With v the natural log expression, as above (in my comment "OK, so with that, we have...."), dv is much simpler if I separate the quotient inside the natural log (for clarity, I had ${\displaystyle du=x^{2}dx}$ ).--Jasper Deng (talk) 19:28, 3 July 2013 (UTC)[reply]

Perhaps the fact that ${\displaystyle \int \limits _{-{\sqrt {r^{2}-x^{2}}}}^{\sqrt {r^{2}-x^{2}}}=2\int _{0}^{\sqrt {r^{2}-x^{2}}}}$  and ${\displaystyle \int _{-r}^{r}=2\int _{0}^{r}}$  might prove itself a bit useful in simplifying some of the intermediary formulas ? — 79.113.211.75 (talk) 21:11, 3 July 2013 (UTC)[reply]

It doesn't really help, though, because I still wind up with that nasty natural log-based expression that's been a quandry for me.--Jasper Deng (talk) 21:14, 3 July 2013 (UTC)[reply]

I beg to differ. Ultimately, I arrive at

${\displaystyle 4\int _{0}^{r}\int _{0}^{\sqrt {...}}...\ dy\ dx=\pi r^{2}h-2\ {\frac {h}{r}}\ I}$ 

where

${\displaystyle I=\int _{0}^{r}{\left[x^{2}\ln(r+{\sqrt {r^{2}-x^{2}}})+r{\sqrt {r^{2}-x^{2}}}-x^{2}\ln x\right]}dx}$ 

whose calculation is trivial. — 79.113.211.75 (talk) 21:59, 3 July 2013 (UTC)[reply]

But how did you arrive at that last integral? That's the step I'm a bit stuck on.--Jasper Deng (talk) 22:11, 3 July 2013 (UTC)[reply]

Sorry, I wrote a wrong expression for I earlier. Please check again to see the corrected version. The idea is that when the lower integration limit is 0 instead of a square root, the expression thus obtained is simpler. Or you might just use the fact that ${\displaystyle \scriptstyle \ln {\tfrac {a}{b}}\ =\ \ln a\ -\ \ln b}$  to arrive at the same result from your own previous calculations. — 79.113.211.75 (talk) 22:42, 3 July 2013 (UTC)[reply]

To me, the first term in your integrand above isn't trivial. As you can see above, I came to the same wrong antiderivative for that term when trying to integrate it by parts.--Jasper Deng (talk) 23:27, 3 July 2013 (UTC)[reply]

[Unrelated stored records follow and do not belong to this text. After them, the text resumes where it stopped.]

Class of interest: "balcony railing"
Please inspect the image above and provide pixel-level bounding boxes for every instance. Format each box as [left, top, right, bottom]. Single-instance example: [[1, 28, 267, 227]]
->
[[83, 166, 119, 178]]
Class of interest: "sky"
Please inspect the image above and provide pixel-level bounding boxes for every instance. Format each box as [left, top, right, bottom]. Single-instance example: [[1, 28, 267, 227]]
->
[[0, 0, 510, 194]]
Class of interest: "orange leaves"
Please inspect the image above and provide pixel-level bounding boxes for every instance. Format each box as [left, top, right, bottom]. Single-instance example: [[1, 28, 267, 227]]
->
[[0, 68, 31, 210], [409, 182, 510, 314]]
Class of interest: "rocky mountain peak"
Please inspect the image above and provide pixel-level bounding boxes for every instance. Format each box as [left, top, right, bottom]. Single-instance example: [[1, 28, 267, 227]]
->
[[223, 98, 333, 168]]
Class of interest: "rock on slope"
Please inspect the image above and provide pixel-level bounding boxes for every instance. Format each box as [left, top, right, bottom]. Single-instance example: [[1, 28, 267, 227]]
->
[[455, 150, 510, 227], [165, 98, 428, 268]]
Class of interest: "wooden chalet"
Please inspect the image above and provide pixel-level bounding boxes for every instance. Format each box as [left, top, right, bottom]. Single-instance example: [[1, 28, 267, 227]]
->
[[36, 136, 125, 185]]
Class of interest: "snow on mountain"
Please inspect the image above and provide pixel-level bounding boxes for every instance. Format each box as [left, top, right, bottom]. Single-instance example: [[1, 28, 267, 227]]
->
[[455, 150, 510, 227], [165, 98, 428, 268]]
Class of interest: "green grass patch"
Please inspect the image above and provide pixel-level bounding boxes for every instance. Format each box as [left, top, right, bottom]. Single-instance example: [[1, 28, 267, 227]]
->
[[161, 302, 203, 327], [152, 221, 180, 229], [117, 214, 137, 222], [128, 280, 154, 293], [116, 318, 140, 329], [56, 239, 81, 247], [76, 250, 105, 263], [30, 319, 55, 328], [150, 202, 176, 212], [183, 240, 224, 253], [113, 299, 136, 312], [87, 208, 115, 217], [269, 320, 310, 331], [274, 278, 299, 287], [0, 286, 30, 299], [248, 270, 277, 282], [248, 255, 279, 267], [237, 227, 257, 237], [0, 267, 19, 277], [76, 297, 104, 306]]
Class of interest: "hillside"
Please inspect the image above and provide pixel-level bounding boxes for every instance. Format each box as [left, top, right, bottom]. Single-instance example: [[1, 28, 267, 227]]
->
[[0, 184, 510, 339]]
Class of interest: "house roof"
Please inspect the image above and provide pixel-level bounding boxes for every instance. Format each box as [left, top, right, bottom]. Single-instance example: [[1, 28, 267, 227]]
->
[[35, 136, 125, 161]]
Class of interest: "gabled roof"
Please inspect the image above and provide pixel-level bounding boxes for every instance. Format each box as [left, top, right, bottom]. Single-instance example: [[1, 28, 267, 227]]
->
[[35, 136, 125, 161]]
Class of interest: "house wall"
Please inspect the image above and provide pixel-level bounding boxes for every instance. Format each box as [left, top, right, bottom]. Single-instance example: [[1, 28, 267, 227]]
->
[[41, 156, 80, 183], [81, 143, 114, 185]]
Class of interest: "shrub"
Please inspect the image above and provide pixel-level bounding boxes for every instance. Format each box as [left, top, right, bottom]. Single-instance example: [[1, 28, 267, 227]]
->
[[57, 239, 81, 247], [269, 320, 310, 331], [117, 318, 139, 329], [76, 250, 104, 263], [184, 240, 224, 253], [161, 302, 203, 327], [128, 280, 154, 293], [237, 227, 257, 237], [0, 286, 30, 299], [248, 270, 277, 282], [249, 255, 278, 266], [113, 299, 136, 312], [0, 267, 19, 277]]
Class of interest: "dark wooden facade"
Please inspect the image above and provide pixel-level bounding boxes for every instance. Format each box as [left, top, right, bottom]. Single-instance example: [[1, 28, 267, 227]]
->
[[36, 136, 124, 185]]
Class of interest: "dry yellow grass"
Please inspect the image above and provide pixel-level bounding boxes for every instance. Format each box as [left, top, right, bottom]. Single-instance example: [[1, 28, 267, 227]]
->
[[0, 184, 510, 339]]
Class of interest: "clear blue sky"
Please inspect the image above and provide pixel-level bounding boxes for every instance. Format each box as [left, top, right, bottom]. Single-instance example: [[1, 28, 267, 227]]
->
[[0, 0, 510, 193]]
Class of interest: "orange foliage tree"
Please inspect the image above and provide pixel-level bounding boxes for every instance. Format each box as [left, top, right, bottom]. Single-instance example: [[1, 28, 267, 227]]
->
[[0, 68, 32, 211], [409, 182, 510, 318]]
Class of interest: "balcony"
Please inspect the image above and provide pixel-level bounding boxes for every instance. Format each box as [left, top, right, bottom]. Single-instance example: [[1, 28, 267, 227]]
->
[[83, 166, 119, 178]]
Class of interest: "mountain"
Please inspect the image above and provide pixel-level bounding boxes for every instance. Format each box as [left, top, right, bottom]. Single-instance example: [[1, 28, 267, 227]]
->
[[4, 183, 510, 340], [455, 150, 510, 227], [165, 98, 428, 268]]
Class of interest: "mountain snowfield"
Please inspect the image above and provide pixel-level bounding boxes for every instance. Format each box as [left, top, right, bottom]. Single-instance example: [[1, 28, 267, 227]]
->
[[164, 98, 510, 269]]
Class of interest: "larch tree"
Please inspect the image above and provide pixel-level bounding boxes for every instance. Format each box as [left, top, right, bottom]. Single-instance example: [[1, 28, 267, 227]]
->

Then what exactly seems to be the problem ? We have I = I₁ + I₂ - I₃. The last two are indeed trivial, and the first one is calculated through integration by parts, after making first the substitution t = rx, with F'(t) = t² ⇔ F(t) = ${\displaystyle {\tfrac {t^{3}}{3}}}$  and G(x) = Ln(1 + √1 - t²), ultimately arriving at

${\displaystyle I_{1}=r^{2}\int _{0}^{1}{t^{2}\left[\ln r+\ln(1+{\sqrt {1-t^{2}}})\right]}\ dt=r^{2}\left[{\frac {t^{3}}{3}}\left(\ln r+\ln(1+{\sqrt {1-t^{2}}})-{\tfrac {1}{3}}\right)+{\frac {\arcsin t-t{\sqrt {1-t^{2}}}}{6}}\right]_{0}^{1}=...}$ 

Then we add all three of them together to calculate the value of I, which we then replace into our initial formula above. — 79.113.211.75 (talk) 00:24, 4 July 2013 (UTC)[reply]

Yeah, sorry, I was having difficulties performing that integration by parts - somehow my trigonometric substitution has to be flawed for the integration by parts. The antiderivative I was shooting for is slightly different from yours, but it does the job. Still, I'd like to know what went wrong with the trigonometric substitution (which tempts me whenever I have that kind of square root expression in the integrand) that caused a whole term (the one having the inverse trigonometric function in it) to disappear.--Jasper Deng (talk) 00:52, 4 July 2013 (UTC)[reply]

My guess is that you probably made several small mistakes along the way, due to a crowded working-style. My advice would be to divide and conquer. — 79.113.211.75 (talk) 01:16, 4 July 2013 (UTC)[reply]